A Câmara dos Deputados aprovou na noite desta terça-feira um polêmico projeto de lei que autoriza a produção e distribuição da fosfoetanolamina sintética, a chamada “pílula do câncer”, que nunca foi testada em pessoas. O texto ainda será analisado pelo Senado Federal, que pode fazer alterações.
Desenvolvida pelo Instituto de Química de São Carlos, da Universidade de São Paulo (USP), a substância vem sendo alardeada como cura para diferentes tipos de tumor, mas nunca passou por testes em humanos. Ou seja, sua eficácia não é comprovada cientificamente e, por isso, não pode sequer ser considerada um medicamento. A fosfoetanolamina sintética não foi regulamentada da Agência Nacional de Vigilância Sanitária (Anvisa).
Segundo o texto aprovado na Câmara, a fosfoetanolamina vai poder ser usada mediante apresentação de laudo médico e com consentimento do paciente, que teria que assinar um termo de compromisso. A proposta também autoriza a fabricação da substância mesmo sem o registro sanitário. Mas esta fabricação ficaria a cargo de "agentes regularmente autorizados e licenciados pela autoridade sanitária competente", afirma o texto.
"Ficam permitidas a produção e manufatura, importação, distribuição e prescrição, dispensação, posse ou uso da fosfoetanolamina sintética, direcionadas aos usos de que trata esta lei, independentemente de registro sanitário, em caráter excepcional, enquanto estiverem em curso estudos clínicos acerca dessa substância", lê-se num outro trecho do projeto de lei.
Durante anos, a "pílula do câncer" foi distribuída por funcionários da USP de São Carlos, com relatos de pacientes defendendo sua eficácia. Em junho do ano passado, a universidade parou de repassar a substância. Pacientes e familiares começaram a entrar na Justiça para obter as pílulas, e, em outubro, o Supremo Tribunal Federal (STF) destravou a distribuição. Imediatamente, pacientes e familiares formaram filas no local. No mês seguinte, porém, uma outra decisão, desta vez do Tribunal de Justiça de São Paulo, impediu o repasse.
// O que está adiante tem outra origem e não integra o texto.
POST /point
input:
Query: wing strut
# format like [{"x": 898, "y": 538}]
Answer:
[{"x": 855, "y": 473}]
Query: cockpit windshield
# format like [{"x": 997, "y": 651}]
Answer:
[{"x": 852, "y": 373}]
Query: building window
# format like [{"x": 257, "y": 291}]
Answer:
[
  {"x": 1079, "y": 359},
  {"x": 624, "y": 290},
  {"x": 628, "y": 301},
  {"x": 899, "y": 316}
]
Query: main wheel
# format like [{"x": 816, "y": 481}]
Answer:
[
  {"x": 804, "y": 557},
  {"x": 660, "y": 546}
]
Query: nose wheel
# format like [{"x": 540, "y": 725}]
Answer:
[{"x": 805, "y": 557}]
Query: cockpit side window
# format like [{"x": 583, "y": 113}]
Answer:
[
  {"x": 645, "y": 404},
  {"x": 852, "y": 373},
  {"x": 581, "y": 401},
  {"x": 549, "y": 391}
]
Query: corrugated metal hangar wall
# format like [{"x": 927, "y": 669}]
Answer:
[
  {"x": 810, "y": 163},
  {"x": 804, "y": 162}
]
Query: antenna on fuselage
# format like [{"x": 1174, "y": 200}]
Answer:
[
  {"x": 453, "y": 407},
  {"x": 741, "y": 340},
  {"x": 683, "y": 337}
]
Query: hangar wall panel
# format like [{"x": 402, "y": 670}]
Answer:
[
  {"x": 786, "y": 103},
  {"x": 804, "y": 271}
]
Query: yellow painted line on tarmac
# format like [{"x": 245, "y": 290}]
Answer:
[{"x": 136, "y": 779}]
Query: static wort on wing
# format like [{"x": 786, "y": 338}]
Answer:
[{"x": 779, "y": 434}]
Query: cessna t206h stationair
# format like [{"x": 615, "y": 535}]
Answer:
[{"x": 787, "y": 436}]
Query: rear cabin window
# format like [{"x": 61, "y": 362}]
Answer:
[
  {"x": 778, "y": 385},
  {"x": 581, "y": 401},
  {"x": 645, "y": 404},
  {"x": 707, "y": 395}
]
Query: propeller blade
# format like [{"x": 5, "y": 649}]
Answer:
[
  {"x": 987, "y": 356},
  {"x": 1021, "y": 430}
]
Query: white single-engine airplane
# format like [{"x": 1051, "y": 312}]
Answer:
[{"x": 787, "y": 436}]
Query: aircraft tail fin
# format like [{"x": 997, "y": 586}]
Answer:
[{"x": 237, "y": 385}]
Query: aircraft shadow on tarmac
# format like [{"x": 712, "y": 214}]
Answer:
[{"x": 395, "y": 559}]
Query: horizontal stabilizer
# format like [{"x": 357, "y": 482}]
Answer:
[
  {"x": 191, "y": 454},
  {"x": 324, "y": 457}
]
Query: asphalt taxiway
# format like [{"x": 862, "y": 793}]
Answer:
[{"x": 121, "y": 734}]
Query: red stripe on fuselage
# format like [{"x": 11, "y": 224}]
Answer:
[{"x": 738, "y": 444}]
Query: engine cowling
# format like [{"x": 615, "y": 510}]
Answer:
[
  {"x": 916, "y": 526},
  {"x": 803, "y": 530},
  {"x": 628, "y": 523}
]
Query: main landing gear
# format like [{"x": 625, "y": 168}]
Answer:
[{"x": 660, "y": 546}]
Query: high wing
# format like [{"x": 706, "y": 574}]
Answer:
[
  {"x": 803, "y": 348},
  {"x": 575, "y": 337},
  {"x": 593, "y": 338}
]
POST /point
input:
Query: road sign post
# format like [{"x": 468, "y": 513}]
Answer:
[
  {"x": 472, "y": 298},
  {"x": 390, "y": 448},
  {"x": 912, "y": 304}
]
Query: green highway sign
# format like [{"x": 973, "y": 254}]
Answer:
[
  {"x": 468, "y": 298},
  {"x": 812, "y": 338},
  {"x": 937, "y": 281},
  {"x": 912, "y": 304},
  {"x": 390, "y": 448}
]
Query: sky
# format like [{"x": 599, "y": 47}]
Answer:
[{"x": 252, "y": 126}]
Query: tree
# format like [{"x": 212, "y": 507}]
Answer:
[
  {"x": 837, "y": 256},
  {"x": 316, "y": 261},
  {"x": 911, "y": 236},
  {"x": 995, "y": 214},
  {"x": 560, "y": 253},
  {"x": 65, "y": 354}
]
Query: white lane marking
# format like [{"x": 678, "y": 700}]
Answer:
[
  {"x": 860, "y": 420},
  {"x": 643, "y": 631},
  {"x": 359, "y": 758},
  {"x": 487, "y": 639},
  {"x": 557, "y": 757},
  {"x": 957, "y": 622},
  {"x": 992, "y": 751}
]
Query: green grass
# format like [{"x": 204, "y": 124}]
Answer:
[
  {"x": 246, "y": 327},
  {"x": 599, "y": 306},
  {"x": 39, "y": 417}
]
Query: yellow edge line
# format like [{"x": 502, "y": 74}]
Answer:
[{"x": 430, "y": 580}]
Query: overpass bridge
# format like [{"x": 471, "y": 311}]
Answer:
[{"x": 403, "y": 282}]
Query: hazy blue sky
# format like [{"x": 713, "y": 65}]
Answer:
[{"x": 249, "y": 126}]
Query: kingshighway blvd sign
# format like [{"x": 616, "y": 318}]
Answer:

No momento, a fosfoetanolamina sintética está sob análise do Instituto do Câncer de São Paulo, que fará testes em seres humanos, já autorizados pela Comissão Nacional de Ética em Pesquisa do Conselho Nacional de Saúde (Conep), de acordo com o site "G1".
O deputado Arlindo Chinaglia (PT-SP), um dos defensores do texto aprovado nesta terça pela Câmara, disse que a orientação médica permitirá que se controle a venda do produto:
— Vamos aumentar muito os casos controlados.
O deputado Mandetta (DEM-MS), que é médico, criticou o projeto e disse que a aprovação iria politizar a discussão sobre o câncer:
— Essa não é a maneira correta de fazer pesquisa. Politizar a cura do câncer me parece de extremo mau gosto.
Partidos de oposição, que estão obstruindo os trabalhos na Câmara esta semana, fizeram um acordo para suspender a posição apenas para votar o projeto sobre o câncer, com a promessa de que nada mais seria votado nesta terça-feira.